Try Trackrock Campground over in Blairsville. They (used to anyway) have a lot for kids to do plus a nightly hayride that was always lots of fun.


----------



## gastrohman (Feb 9, 2010)

Great feedback, guys, thanks!  

Anyone else out there with some advice?


----------



## FERAL ONE (Feb 9, 2010)

take along a supply of glow sticks !!! the kids love them and it makes them very visible .  whenever we needed to find ethan we just looked for the glow !!!!  camp games like  ladder toss or washers are great and we have a light up frisbee that is a blast !


----------



## gastrohman (Feb 9, 2010)

breampole said:


> Amicolola is another good park, but their campsites do not give you that out in the woods effect.



Funny you mention that.  We took both boys up to Amicolola a few weeks back to hike up to the falls, around and down through the woods.  They loved it.  The 5 year old has already suggested "Hey, Dad, maybe we could go camping at Amicolola."  I've been there several times over the years but have never really noticed any campgrounds.  Are they on the main drag in, or is there another entrance?


----------



## FERAL ONE (Feb 9, 2010)

it is on top of the hill just before the amicalola lodge .

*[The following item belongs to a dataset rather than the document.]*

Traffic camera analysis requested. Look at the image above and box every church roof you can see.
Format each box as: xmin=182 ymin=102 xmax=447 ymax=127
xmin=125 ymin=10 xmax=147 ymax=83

FDR is good for trails and a place to fish and callaway is close by for bike riding. we really enjoy that !


----------



## gastrohman (Feb 9, 2010)

FERAL ONE said:


> take along a supply of glow sticks !!! the kids love them and it makes them very visible .  whenever we needed to find ethan we just looked for the glow !!!!  camp games like  ladder toss or washers are great and we have a light up frisbee that is a blast !



Glow sticks -- great idea!  I wouldn't have thought of that.  Heck, can't keep enough AA batteries in the house -- they leave their flashlights on all the time.


----------



## gastrohman (Feb 9, 2010)

FERAL ONE said:


> it is on top of the hill just before the amicalola lodge .
> 
> FDR is good for trails and a place to fish and callaway is close by for bike riding. we really enjoy that !



Ah, ok, thanks.   Must be a fun drive down that hill with a big old travel trailer!  Yea, definitely doesn't give you that "out in the woods" feel.


----------



## DukeBoy30 (Feb 11, 2010)

Just make sure you go somewhere with restrooms. Makes the wife alot happer


----------



## flyfisher76544 (Feb 12, 2010)

Hmmmmmmm.......
Well you also need to plan out all of your meals. I mean every one of them. Kids are always hungry so snacks are a big one. Most sites will not allow you to gather wood or have been picked clean by other campers. It is just easier to bring in your own wood for a fire. Charcoal is also a good thing to have, esp around meal times. Keeping them occupied is a big one. Fish aren't biting and you are trying to get diner going etc etc. A portable DVD player with some of their favorite movies is a good thing to have. Plus it'll give you a few moments to catch your breath! Someone already mentioned games and lite sticks and a bathroom close by. A lot of the state parks also have playgrounds and such, just dont forget the marshmellows!!!! Have fun and remember to take a lot of picts!


----------



## 7Mag Hunter (Feb 12, 2010)

Red Top Mtn is close to you and has good hiking trails and you
can fish right from camp...
Might even get to feed some deer....


----------



## gastrohman (Feb 12, 2010)

flyfisher76544 said:


> Hmmmmmmm.......
> Well you also need to plan out all of your meals. I mean every one of them. Kids are always hungry so snacks are a big one. Most sites will not allow you to gather wood or have been picked clean by other campers. It is just easier to bring in your own wood for a fire. Charcoal is also a good thing to have, esp around meal times. Keeping them occupied is a big one. Fish aren't biting and you are trying to get diner going etc etc. A portable DVD player with some of their favorite movies is a good thing to have. Plus it'll give you a few moments to catch your breath! Someone already mentioned games and lite sticks and a bathroom close by. A lot of the state parks also have playgrounds and such, just dont forget the marshmellows!!!! Have fun and remember to take a lot of picts!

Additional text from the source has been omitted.